No cache on demo runs — every run executes the full live loop so the propose→verify→learn steps are always visible.

Model: one model, Qwen3-27B quantized (Q4_K_M GGUF) served via llama.cpp. 27B < 32B. ✓

Best Use of Modal

Two Modal deployments power the app:

App	What it runs
`lean-proof-agent`	FastAPI app with a persistent Lean 4 REPL. `min_containers=1` keeps it warm so there is zero cold-start delay. Runs the full agent loop and orchestrates the LLM calls.
`llama-server`	llama.cpp HTTP server running Qwen3-27B (Q4_K_M) on a Modal GPU. Receives the current proof state as context, returns tactic candidates.

Why Modal specifically:

Lean 4 requires a persistent REPL process with the full toolchain installed and pre-warmed — not something you can spin up per-request. Modal containers hold that state across calls.
min_containers=1 means the Lean server is always alive, which is critical for a live demo with ~30-second proof runs.
The LLM needs a GPU. Modal's on-demand GPU allocation means no dedicated hardware to maintain.
The two apps are independently scaled: REPL is CPU-bound, LLM is GPU-bound.

Off Brand — custom UI

The frontend is not stock Gradio. Every proof run produces a live-rendered SVG proof tree built from the agent's search trace: goal-state nodes connected by tactic edges, failed branches in red, the accepted path in green, a terminal QED node. It runs in the browser with zero JS dependencies — generated server-side and injected as HTML.

The overall aesthetic is a dark mathematical terminal: JetBrains Mono, GitHub-dark palette (#0d1117 background, #2ea043 green accent), styled to match the proof tree's colour scheme.

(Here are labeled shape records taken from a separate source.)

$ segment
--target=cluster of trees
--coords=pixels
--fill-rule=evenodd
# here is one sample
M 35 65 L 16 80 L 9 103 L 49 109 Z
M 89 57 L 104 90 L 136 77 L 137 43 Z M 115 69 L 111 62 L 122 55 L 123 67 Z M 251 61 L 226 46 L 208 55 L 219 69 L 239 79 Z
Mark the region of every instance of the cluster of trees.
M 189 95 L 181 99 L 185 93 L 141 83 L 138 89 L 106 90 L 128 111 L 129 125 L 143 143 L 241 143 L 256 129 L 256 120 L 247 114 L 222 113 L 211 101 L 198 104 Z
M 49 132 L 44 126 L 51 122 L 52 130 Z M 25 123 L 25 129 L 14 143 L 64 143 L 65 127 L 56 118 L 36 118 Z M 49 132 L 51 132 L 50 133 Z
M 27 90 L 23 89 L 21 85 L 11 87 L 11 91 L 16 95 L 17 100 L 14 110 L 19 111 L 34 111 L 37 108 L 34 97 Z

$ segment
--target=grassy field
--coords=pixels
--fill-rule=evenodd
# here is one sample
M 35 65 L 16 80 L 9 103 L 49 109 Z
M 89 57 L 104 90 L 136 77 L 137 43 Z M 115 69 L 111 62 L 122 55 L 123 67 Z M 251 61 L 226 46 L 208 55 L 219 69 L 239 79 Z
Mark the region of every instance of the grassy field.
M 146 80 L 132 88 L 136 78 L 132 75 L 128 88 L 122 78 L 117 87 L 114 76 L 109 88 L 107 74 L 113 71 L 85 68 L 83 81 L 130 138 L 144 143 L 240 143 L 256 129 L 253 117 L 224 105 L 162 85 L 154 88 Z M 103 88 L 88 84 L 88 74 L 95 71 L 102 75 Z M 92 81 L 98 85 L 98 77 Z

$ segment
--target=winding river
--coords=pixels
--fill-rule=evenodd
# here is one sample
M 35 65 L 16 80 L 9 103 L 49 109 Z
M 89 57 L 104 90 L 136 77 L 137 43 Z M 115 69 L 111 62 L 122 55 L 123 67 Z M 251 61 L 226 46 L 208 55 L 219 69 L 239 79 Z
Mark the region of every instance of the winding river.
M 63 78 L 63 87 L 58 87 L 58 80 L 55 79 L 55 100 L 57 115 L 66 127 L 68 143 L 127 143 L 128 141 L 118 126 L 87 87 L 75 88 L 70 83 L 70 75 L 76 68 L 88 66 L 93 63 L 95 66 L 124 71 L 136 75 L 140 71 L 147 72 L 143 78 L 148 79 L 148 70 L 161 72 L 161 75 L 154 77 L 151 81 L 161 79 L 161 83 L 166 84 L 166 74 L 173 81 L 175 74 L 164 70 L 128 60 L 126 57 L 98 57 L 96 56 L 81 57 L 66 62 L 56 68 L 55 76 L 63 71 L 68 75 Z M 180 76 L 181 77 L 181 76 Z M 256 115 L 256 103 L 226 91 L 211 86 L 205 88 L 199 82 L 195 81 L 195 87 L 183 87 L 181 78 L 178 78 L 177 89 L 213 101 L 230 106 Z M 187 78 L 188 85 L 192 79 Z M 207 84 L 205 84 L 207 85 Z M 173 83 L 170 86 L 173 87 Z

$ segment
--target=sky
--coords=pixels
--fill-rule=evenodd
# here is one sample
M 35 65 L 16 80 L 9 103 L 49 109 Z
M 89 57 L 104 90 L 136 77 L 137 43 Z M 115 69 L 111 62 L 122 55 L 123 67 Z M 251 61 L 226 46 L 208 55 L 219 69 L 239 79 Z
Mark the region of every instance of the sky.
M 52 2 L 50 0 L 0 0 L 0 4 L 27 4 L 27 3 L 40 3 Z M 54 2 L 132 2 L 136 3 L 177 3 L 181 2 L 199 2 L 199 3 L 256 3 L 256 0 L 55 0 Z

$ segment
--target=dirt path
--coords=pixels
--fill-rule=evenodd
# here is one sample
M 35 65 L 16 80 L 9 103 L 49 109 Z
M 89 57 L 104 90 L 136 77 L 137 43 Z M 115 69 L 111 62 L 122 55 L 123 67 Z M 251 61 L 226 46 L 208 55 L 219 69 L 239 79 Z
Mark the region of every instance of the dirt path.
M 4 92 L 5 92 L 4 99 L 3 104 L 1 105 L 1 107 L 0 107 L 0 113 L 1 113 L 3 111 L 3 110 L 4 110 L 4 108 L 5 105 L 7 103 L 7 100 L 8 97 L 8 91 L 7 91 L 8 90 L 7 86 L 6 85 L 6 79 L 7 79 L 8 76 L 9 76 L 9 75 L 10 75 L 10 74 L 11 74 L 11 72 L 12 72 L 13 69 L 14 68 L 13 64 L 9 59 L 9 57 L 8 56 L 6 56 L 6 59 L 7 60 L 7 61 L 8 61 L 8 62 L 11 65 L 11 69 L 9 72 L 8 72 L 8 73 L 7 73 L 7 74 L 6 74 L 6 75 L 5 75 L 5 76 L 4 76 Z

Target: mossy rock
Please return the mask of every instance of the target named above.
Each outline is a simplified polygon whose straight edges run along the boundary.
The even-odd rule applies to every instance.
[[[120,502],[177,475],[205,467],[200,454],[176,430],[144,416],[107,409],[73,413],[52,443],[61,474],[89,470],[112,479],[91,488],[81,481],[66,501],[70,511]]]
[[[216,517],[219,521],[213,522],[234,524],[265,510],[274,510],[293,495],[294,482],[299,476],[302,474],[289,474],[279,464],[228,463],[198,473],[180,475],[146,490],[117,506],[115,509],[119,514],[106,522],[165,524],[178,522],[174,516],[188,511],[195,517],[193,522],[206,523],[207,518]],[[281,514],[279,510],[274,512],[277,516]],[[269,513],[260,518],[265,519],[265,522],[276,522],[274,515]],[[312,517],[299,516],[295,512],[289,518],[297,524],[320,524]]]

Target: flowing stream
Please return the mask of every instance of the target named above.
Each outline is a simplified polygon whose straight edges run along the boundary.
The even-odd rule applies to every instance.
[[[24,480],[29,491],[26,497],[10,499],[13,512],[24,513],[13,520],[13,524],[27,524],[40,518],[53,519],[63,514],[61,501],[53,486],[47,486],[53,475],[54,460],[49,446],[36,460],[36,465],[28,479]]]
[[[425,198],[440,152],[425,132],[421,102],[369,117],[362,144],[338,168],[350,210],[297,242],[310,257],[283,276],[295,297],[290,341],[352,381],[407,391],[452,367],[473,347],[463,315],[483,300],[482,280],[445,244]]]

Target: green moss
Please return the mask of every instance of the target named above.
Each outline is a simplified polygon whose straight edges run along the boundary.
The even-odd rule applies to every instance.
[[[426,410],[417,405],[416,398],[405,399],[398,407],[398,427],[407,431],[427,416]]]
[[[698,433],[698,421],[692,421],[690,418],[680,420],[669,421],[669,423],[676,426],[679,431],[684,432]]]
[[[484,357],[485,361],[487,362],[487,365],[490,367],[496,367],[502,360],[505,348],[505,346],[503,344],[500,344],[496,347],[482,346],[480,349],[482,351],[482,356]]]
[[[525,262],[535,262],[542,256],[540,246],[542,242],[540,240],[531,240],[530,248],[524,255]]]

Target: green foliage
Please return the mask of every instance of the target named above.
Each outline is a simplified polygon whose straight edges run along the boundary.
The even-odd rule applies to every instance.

Best Agent — agent loop design

The proof search is a genuine multi-step agentic loop with external tool use and error-driven self-correction:

Propose: LLM generates 3 tactic candidates given the current proof state and the previous kernel error (if any)
Verify: Lean's formal kernel checks each candidate — this is ground truth, not a heuristic
Learn: the exact kernel error message is injected back into the next LLM prompt
Decide: best partial-progress result is selected; all-failed steps increment a failure counter
Conclude: stuck-state detector fires a deliberate "not provable" verdict rather than hitting the step limit

The agent correctly proves true theorems and correctly identifies false ones — both happen live on every run.

Try it

Load any example theorem and click ⊢ Prove. The step walkthrough shows every LLM candidate, which ones the kernel rejected, the error fed back, and the tactic that advanced the proof.

Each completed proof includes a pre-filled link to live.lean-lang.org so you can paste it into Lean's web kernel and see "Goals accomplished!" yourself.